#061 -- Index Utilization: Making Queries Fast

For the first three sessions of FlinDB development, every query performed a full table scan. User.where(email == "[email protected]") iterated through every User entity, checking the email field one by one. For a hundred users, this was instantaneous. For ten thousand users, it was noticeable. For a million users, it would be unusable.

The @index annotation already existed in FlinDB's schema definition. Developers could write email: text @index and feel like they were doing the right thing. But the annotation was decorative. The index was declared but never built. The query engine ignored it entirely.

Session 163 fixed this. In a single session, we implemented index population, index maintenance across all mutation operations, query optimization that automatically uses indexes when available, and index-backed unique constraint checking. Nine tests. Every query on an indexed field went from O(n) to O(1).

The Problem: Decorative Indexes

Before Session 163, the @index annotation modified the schema but had no effect on query execution:

flinentity User {
    email: text @index    // Declared but never used
    name: text
}

// This query always scanned every User entity
users = User.where(email == "[email protected]")

The schema recorded that email should be indexed. The query engine did not check if a field was indexed. Every where_eq, where_lt, and where_gt operation performed a linear scan through all entities of that type.

This was a known gap. Sessions 160-162 focused on correctness -- making CRUD, constraints, and aggregations work correctly. Session 163 was about making them work fast.

Index Storage Design

The index data structure is a nested HashMap stored inside each entity collection:

rust// EntityCollection fields
indexes: HashMap<String, HashMap<String, Vec<u64>>>

The outer key is the field name (e.g., "email"). The inner key is the encoded value (e.g., "$$TEXT$$:[email protected]"). The value is a vector of entity IDs that have that value for that field.
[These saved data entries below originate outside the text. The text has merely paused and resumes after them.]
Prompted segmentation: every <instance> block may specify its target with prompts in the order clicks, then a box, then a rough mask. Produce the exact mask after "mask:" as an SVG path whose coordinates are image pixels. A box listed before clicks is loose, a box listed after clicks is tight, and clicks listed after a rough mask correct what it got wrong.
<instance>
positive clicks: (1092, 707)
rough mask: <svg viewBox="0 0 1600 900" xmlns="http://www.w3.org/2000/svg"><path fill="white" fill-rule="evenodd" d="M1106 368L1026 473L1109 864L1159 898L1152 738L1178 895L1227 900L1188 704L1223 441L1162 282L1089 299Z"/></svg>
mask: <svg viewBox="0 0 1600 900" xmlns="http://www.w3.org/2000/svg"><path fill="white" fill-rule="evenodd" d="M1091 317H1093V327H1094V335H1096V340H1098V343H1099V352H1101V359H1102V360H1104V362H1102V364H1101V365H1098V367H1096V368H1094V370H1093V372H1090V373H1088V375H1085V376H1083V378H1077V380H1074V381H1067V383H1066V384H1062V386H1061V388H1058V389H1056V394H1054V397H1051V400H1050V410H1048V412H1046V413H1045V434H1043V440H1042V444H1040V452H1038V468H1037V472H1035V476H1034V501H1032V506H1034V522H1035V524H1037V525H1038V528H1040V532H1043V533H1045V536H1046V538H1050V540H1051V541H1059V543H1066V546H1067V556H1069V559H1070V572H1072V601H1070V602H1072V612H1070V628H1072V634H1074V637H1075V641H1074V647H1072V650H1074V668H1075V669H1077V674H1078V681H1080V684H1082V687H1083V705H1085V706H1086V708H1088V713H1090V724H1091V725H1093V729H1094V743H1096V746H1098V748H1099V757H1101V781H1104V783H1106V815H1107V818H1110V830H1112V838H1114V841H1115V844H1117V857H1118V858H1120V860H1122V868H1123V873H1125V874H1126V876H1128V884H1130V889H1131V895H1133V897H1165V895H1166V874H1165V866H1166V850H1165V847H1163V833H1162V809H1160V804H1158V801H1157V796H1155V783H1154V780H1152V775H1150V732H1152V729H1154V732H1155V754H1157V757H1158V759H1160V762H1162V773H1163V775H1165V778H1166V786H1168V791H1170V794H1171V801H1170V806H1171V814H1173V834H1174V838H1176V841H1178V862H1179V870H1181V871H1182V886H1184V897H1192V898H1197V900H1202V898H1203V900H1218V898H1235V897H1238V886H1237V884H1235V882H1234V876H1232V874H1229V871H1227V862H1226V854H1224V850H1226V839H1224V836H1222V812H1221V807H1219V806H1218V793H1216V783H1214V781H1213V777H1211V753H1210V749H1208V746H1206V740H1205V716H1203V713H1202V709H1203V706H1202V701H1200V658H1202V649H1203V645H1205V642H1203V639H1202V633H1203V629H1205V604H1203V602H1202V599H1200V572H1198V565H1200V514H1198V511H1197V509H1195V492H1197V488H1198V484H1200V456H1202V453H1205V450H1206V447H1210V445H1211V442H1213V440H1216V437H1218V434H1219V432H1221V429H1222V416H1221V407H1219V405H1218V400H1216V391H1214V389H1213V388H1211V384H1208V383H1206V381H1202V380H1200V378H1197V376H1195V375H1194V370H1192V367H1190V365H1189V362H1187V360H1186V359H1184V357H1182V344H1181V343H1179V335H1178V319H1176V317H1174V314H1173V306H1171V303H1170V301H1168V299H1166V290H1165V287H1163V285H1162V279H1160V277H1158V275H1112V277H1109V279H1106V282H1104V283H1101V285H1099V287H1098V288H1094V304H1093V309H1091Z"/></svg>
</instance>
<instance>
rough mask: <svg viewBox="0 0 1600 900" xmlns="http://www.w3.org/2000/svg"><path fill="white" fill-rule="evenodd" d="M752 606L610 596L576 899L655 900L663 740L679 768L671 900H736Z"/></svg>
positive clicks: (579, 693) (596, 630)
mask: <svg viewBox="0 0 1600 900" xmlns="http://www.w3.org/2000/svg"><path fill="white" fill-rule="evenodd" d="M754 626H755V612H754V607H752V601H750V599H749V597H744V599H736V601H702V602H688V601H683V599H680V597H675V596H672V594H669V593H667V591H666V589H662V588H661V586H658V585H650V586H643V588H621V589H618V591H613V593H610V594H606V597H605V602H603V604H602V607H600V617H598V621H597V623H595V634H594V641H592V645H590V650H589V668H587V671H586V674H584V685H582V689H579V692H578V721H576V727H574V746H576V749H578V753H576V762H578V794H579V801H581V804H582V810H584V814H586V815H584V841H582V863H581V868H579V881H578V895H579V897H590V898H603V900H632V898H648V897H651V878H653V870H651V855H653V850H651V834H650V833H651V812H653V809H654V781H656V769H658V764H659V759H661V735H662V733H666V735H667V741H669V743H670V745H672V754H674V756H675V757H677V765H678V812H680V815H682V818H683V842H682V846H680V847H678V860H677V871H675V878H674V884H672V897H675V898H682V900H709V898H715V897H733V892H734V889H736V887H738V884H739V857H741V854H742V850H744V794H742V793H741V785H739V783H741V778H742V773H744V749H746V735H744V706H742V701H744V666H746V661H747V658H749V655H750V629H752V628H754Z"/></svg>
The index key format uses a type prefix to avoid collisions between different value types:

rustfn value_to_index_key(value: &Value) -> String {
    match value {
        Value::Text(s) => format!("$$TEXT$$:{}", s),
        Value::Int(n) => format!("$$INT$$:{}", n),
        Value::Number(n) => format!("$$NUM$$:{}", n),
        Value::Bool(b) => format!("$$BOOL$$:{}", b),
        _ => format!("$$OTHER$$:{:?}", value),
    }
}

Why the type prefix? Because the string "42" and the integer 42 are different values that should map to different index entries. Without the prefix, Value::Text("42") and Value::Int(42) would collide in the index, causing incorrect query results.

Index Population on Save

When an entity is saved, its indexed fields are added to the appropriate indexes:

rustfn add_to_indexes(
    &mut self,
    schema: &EntitySchema,
    entity_id: u64,
    fields: &HashMap<String, Value>,
) {
    for field_name in &schema.indexed_fields {
        if let Some(value) = fields.get(field_name) {
            let key = value_to_index_key(value);
            self.indexes
                .entry(field_name.clone())
                .or_default()
                .entry(key)
                .or_default()
                .push(entity_id);
        }
    }
}

For updates, index maintenance is a two-step process: remove the old value from the index, then add the new value:

rust// In save() for existing entities:
// 1. Remove old values from indexes
self.remove_from_indexes(schema, entity_id, &old_fields);
// 2. Add new values to indexes
self.add_to_indexes(schema, entity_id, &new_fields);

This ensures that the index always reflects the current state of the data. An entity that changes its email from "[email protected]" to "[email protected]" is removed from the index entry for "[email protected]" and added to the entry for "[email protected]".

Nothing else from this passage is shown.